While criminals use fake accounts to conduct phishing scams, they increasingly prefer hacking legitimate accounts.
Online supermarket apps such as Tesco or Lidl store only password-protected personal information, Moore said.
The hacker could potentially change your address registered to your shopping account and use your payment details to deliver groceries to their home.
“Supermarket accounts store a lot of data on you from phone number to home address,” said Moore.
This information is highly searched for and is often only protected with a simple password.
However, the biggest cause for concern is probably the use of these apps to find out your personal details, which can be sold on the dark web.
The dark web can only be accessed through private web browsers and is used to keep internet activity anonymous – so for criminals it is an ideal place for their illegal activity.

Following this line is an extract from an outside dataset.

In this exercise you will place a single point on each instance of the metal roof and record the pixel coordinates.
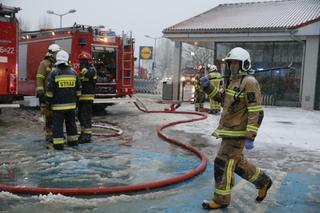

Online supermarket apps such as Tesco or Lidl store only password-protected personal information, Moore said
Moore said that “information is the new gold” as it can be bought and sold.
Hackers can use your stolen information to open credit card accounts, apply for government benefits, take out loans in your name and much more.
In general, Moore recommends using password managers — apps on your phone, tablet, or computer that store your passwords so you don’t need to remember them.
“Password managers are almost impossible to hack,” he told MailOnline. You will need an authorized device to see passwords.
It’s also important to limit the information you’ve stored online and only provide data that’s necessary for the app or service, he says.
More tips for securing your password
1. Be aware of all accounts in your possession
Experts recommend deleting unused accounts and knowing the exact number of active accounts. In this way, you can prevent loopholes in your password management.
2. Make up long and unique passwords, and never reuse them
Complex combinations of numbers, uppercase and lowercase letters, and symbols make passwords stronger. Reuse is never an option – if one account is hacked, the other accounts are at risk.
3. Use a password manager
This technological solution completely encrypts the passwords stored in the vault and allows secure sharing.
Many cybersecurity incidents are caused by simple human errors – people leave their passwords accessible to others and store them in Excel or other applications unencrypted.
4. Don’t overshare on social media
Online accounts are often behind an access barrier asking questions of random personal details such as “pet’s first name”.
These random facts have acquired new value for criminals in the age of online scams and phishing attempts.
If the scanner can gather enough evidence from your social media page, for example, it might be able to guess the answer to such a question or even your password.